Venezia, bilancio a metà rassegna

Film cupi e storie estreme impazzano in laguna, ma pure si intravede qualche spiraglio di speranza. Interessanti le pellicole italiane presentate, da "Piccola patria" di Alessandro Rossetto a "La mia classe" di Daniele Gaglianone. Assegnato il Premio Bresson al regista Amos Gitai
Amos Gitai al Festival del cinema di Venezia

Se ne sono dette tante su questo festival lagunare, numero 70, a cominciare dalla “rivalità” con Toronto, che è iniziato il primo e durerà sino al 15, di fatto sottraendo alla nostra città film e star.

A Venezia di star pochine. Il semprevivo  Clooney, la grande Judi Dench e l’abbronzata Sandra Bullock, il divo Nicholas Cage oltre al maghetto ex Harry Potter, inseguito fino al bagno dalle ragazzine urlanti (una scena esilarante…). E i film?

C'era stato detto a fine luglio che sarebbe comparso un teatro del male nel mondo, senza alcuna speranza. Promessa mantenuta, ma per fortuna non del tutto.

S’è visto di tutto: gerontofilia, pornografia, incesto, necrofilia, violenza fino all’insulto per gli spettatori in Child of God del talentuoso James Franco, che filma una “defecazione”… Lui, regista, attore, scrittore, poeta e altro ancora, che non dorme mai, dice di essere attratto dalle storie estreme… Di storie estreme Venezia ne ha presentate diverse: Miss Violence del giovane greco Alexandros Avranas, narra di incesti in casa in un film tremendo, perché senza alcuna via d’uscita. Sarà il ritratto della Grecia attuale, disperata, o il riemergere delle saghe degli Atridi nel mito classico? Una porta chiusa all’inizio e alla fine di un film il cui punto di partenza è il suicidio di una ragazzina undicenne il giorno del compleanno dice tutto sul male che è la famiglia. Nessuna speranza. L’Occidente vaga nel buio e al dolore non c’è risposta: manca la luce.
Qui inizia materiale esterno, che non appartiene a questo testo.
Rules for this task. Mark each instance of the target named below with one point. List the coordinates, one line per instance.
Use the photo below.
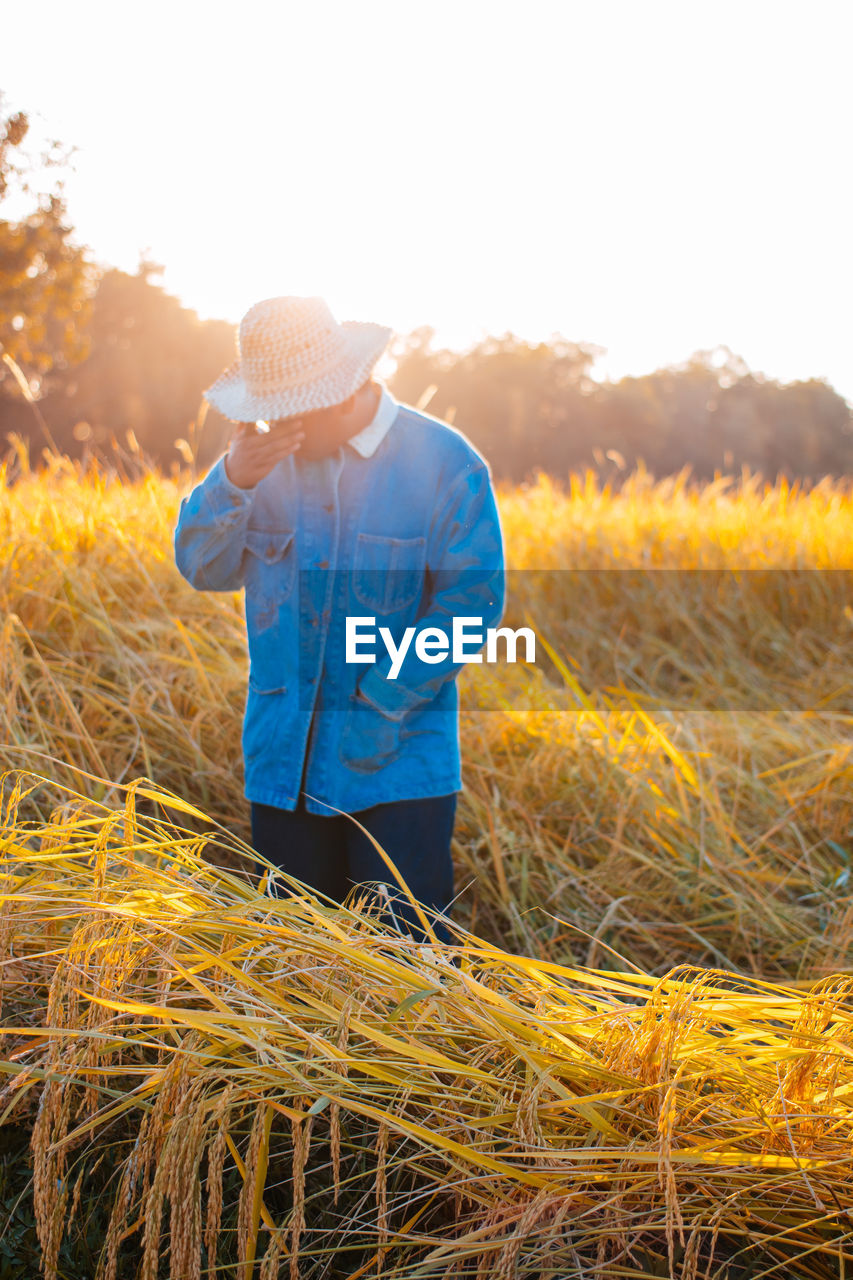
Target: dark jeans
(331, 854)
Eppure, una timida fiammella si potrebbe intravedere. Il ragazzino del film cupo di Emma Dante, che piange al cielo per la morte dell'anziana Safira; il rimorso, la paura, il senso della colpa nei fragili giovani di Night Moves, il senso della paternità nel western contemporaneo Joe; il dolore per le ingiustizie sociali nel bel film di Costanza Quatriglio (Con il fiato sospeso), la cronaca dolorosa – dal di dentro dei personaggi – dell’omicidio di Kennedy in Parkland.
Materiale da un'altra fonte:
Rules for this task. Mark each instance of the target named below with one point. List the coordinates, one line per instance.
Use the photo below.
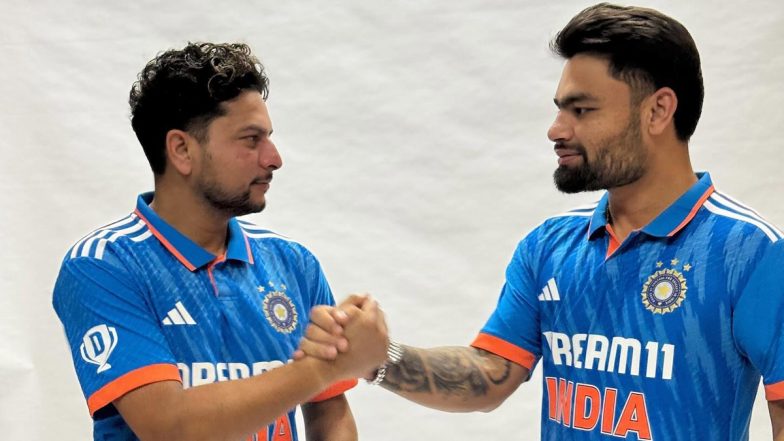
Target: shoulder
(261, 239)
(735, 215)
(100, 243)
(566, 223)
Su tutti volano, è il caso di dirlo – finora – La moglie del poliziotto di Groning, 58 frammenti di una crisi di coppia vista dall’intimo dell’anima, il tema del perdono cristiano nel drammatico Philomena di Stephen Frears. Lascia sospesi molti spettatori The Zero Teorem di Terry Gilliam, favola visionaria e metaforica di un uomo condannato e condizionato dalla vita computerizzata all’infelicità a cui osa ribellarsi. Densissimo di simboli, barocco nelle scene, enfatico, pure il film che fa discutere è una riflessione, per quanto troppo ricca di segnali, sulla libertà dell’uomo moderno dalla macchina: è possibile?

Lasciamo stare alcuni film  di contorno, come Giovani Ribelli con l’ex Henry Potter – che è pur bravo attore in un film didascalico –, come Tom à la ferme, storiella più o meno gay in una fattoria, o Paolo Alto di Gia Coppola, tratto dai racconti di James Franco, per fermarsi sul poetico di animazione The Wind Rises di Miyazaki, da rivedere certamente, e su alcuni film italiani, tutt’altro che cattivi.

Ci riferiamo a Piccola Patria di Alessandro Rossetto – un Nordest disperato e dolente –, a L’Arbitro di Paolo Zucca – grottesca metafora sull’Italia di oggi e di ieri –, La mia classe di Daniele Gaglianone con un ottimo Valerio Mastandrea, e su Zoran, il mio nipote scemo ancora sul Nordest di Matteo Oleotto. Film di piccole anime, non capolavori, ma sguardi reali e agrodolci sulla nostra Italia, ben fatti e ben recitati.

In un festival poco popolato, si è in attesa di altri film. Dall’italiano L’intrepido di Gianni Amelio, a Moebius di  Kim-Ki-duk (anche qui incesti, eccetera), da Une promesse di Patrice Leconte a La jalousie di Philippe Garrel dove recita il figlio Louis, fino al documentario di Marco Spagnoli Anna Magnani a Hollywood… Già, perché Venezia quest’anno sta presentando parecchi – alcuni assai interessanti – documentari.

Qualche premio infine è già arrivato, cioè il Premio Bresson al regista Amos Gitai (nella foto) – un suo film è in concorso (Ana Arabia) – datogli  ieri dall’Ente dello spettacolo dal suo nuovo presidente Ivan Maffeis e dal vescovo Celli.

Siamo in attesa di altri titoli che facciano volare più in alto il festival. Osiamo sperare  in un premio: la Coppa Volpi come miglior attrice alla splendida ottantenne – fiera delle sue rughe, nessun ritocco – Judi Dench.